L'amendement 24, mis aux voix, est adopté.

ART. 4

M. Daniel Paul – Cet article introduit la notion de dessertes prioritaires en cas de grève, établies par les autorités organisatrices de transport. Les besoins essentiels de la population sont une notion bien subjective.

M. le Ministre – Pas pour les usagers !

M. Daniel Paul – Est-il essentiel d’aller à un cours à la faculté ? Les horaires de la faculté étant particulièrement larges, comment garantir le service en cas de grève importante ? Cette idée de dessertes prioritaires fait courir le risque d’une balkanisation du respect, voire de la définition, de l'intérêt général dans les transports publics de voyageurs.

Il sera très difficile d’organiser ces dessertes, vous le savez pertinemment. C'est d'ailleurs pourquoi vous vous en êtes déchargés sur les collectivités, et ce n’est pas là, comme vous le prétendez, dans un souci de sur-mesure et d'adaptation aux réalités du terrain. Comment les autorités organisatrices expliqueront-elles aux usagers que tel site, où est implanté tel établissement d’enseignement ou telle entreprise, bénéficie d’une desserte prioritaire, et pas tel autre ? Vos dessertes prioritaires ne sont que de la poudre aux yeux, destinée à masquer que votre projet de loi sera inefficace. Le GART ne s'y est d'ailleurs pas trompé, ne cachant pas ses fortes réserves.

Cet article prévoit également que chaque entreprise élabore un plan de transports et un plan d'information des usagers, qui devront figurer dans les conventions d'exploitation. Qui pensez-vous satisfaire avec ces documents qui ne concerneront qu'un pourcentage infime des défections de service auxquels sont confrontés les usagers et qui ont bien d'autres causes que les grèves ?
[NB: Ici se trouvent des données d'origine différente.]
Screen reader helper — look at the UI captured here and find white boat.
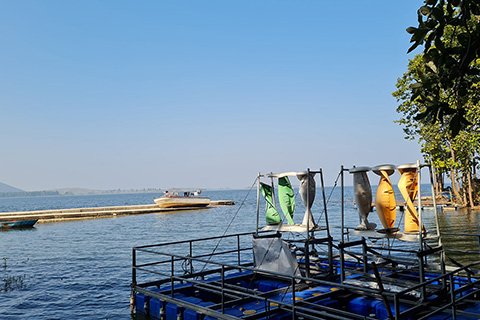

Prenons un autre exemple que la Normandie, qui convaincra peut-être les députés franciliens. Les personnes qui, travaillant dans le nord de Paris, empruntent les lignes de train partant de la gare du Nord subissent presque chaque semaine des retards, très pénalisants pour les salariés ayant des horaires stricts, ce qui est le cas de la très grande majorité. Lorsqu'ils ont des réunions en début de matinée, nombre d’entre eux partent une heure plus tôt que prévu pour être sûrs d’être à l’heure. Et de se lever ainsi à 6 heures du matin, pour arriver à 9 heures ! Voilà des salariés qui travaillent plus... sans gagner un kopeck de plus ! (Interruptions sur les bancs du groupe UMP) Et que dire des demandeurs d'emploi qui ne sont finalement pas embauchés, victimes d’une discrimination opérée par l’employeur lorsqu’il prend conscience de la ligne de train qu'ils devront emprunter quotidiennement !

Quoi que vous en disiez, les associations de représentants des usagers ne s'y sont pas trompées. Toutes ont souligné, lors des auditions de la commission, que les vrais problèmes étaient ailleurs et que ce texte ne répondait pas aux préoccupations quotidiennes des usagers. Ne se rappeler l'existence du principe de continuité de service public que les jours, fort peu nombreux, de conflits est révélateur de l'état d'esprit du Gouvernement et de sa majorité.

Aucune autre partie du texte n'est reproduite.